Quantifiers, both universal and existential, apply to the closest propositional function unless modified by parentheses. For example: ∀x: P(x) ∨ Q(x) is interpreted as [∀x: P(x)] ∨ Q(x). If we wanted the quantifier to apply to both functions, we must write ∀x: [ P(x) ∨ Q(x) ].

Negation of Quantifiers

In predicate logic, when a proposition containing a quantifier is negated, the quantifier changes type, and the inner proposition is also negated.
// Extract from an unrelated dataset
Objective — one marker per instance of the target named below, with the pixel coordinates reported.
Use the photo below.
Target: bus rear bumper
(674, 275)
This is known as the quantifier negation rule and is fundamental for transforming or proving logical equivalences.

The rules are as follows:

1) The negation of a universal quantifier becomes an existential quantifier: 

¬(∀x: P(x)) ≡ ∃x / ¬P(x)

That is, "it is not true that all x satisfy P(x)" is equivalent to "there exists at least one x that does not satisfy P(x)."

2) The negation of an existential quantifier becomes a universal quantifier:

¬(∃x / P(x)) ≡ ∀x: ¬P(x)

That is, "there is no x that satisfies P(x)" is equivalent to "all x do not satisfy P(x)."

Examples

1) Let P(x): x > 0, then:

¬(∀x: x > 0) ≡ ∃x / x ≤ 0

That is, "not all numbers are positive" is equivalent to "there exists at least one number that is not positive."
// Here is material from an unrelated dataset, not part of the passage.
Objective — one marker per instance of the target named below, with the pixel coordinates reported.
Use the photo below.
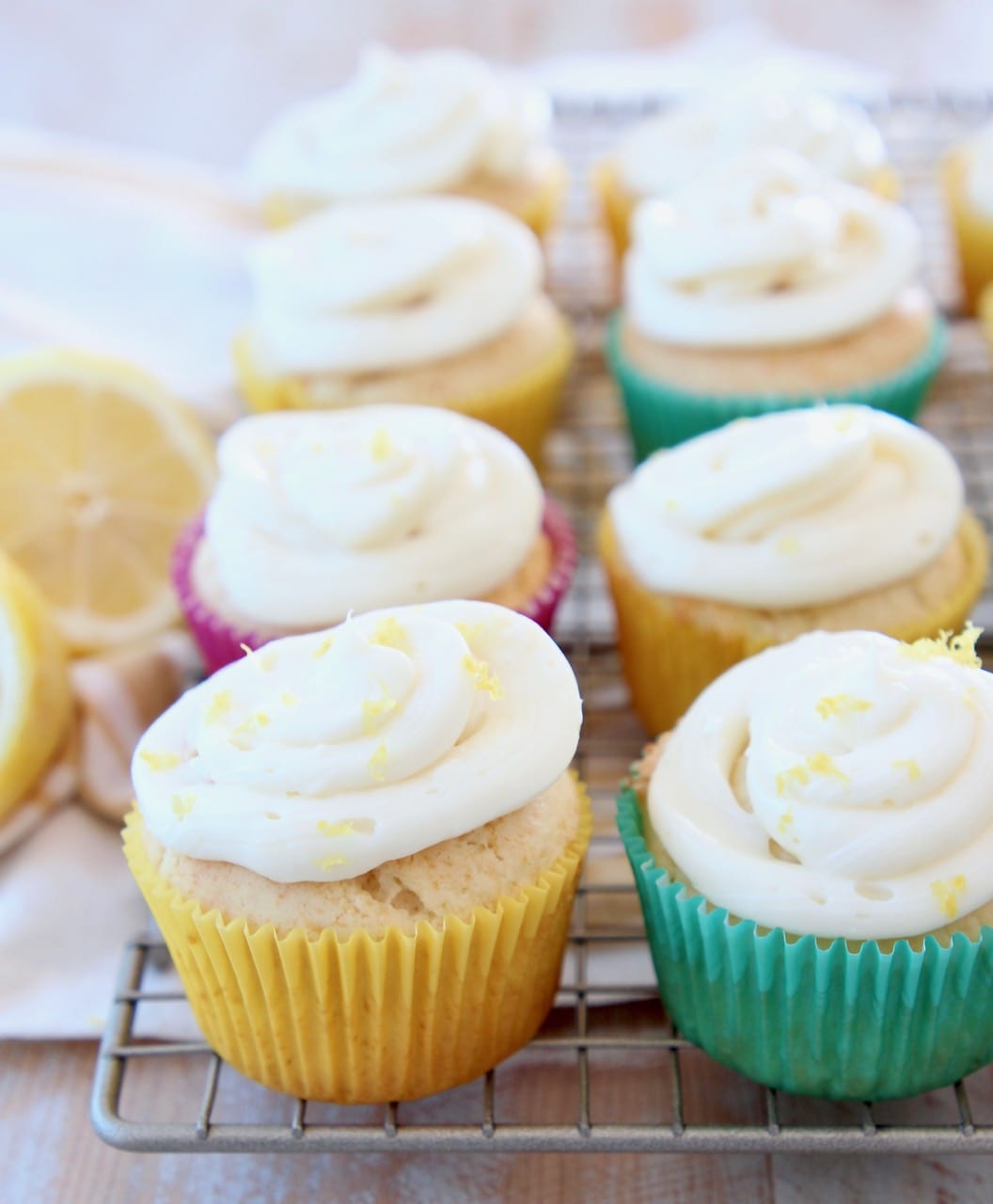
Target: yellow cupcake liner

2) Let Q(x): x² < 0, then:

¬(∃x ∈ R / x² < 0) ≡ ∀x ∈ R : x² ≥ 0

That is, "there is no real number whose square is negative" is equivalent to "all real numbers squared are non-negative."

Bibliography

• Epp, S. (2020). Discrete Mathematics with Applications (5th ed.). Cengage.
• Gallier, J., & Quaintance, J. (2025). Mathematical foundations and aspects of discrete mathematics.
• Haggard, G., Schlipf, J., & Whitesides, S. (2006). Discrete mathematics for computer science. Thomson Brooks/Cole.
• Hunter, D. (2017). Essentials of discrete mathematics (3rd ed.). Jones & Bartlett Learning.
• Johnsonbaugh, R. (2018). Discrete Mathematics (8th ed.). Pearson.
• Levin, O. (2024). Discrete mathematics: An open introduction (4th ed.).
• Lipschutz, S., & Lipson, M. (2007). Theory and problems of discrete mathematics (3rd ed.). McGraw-Hill.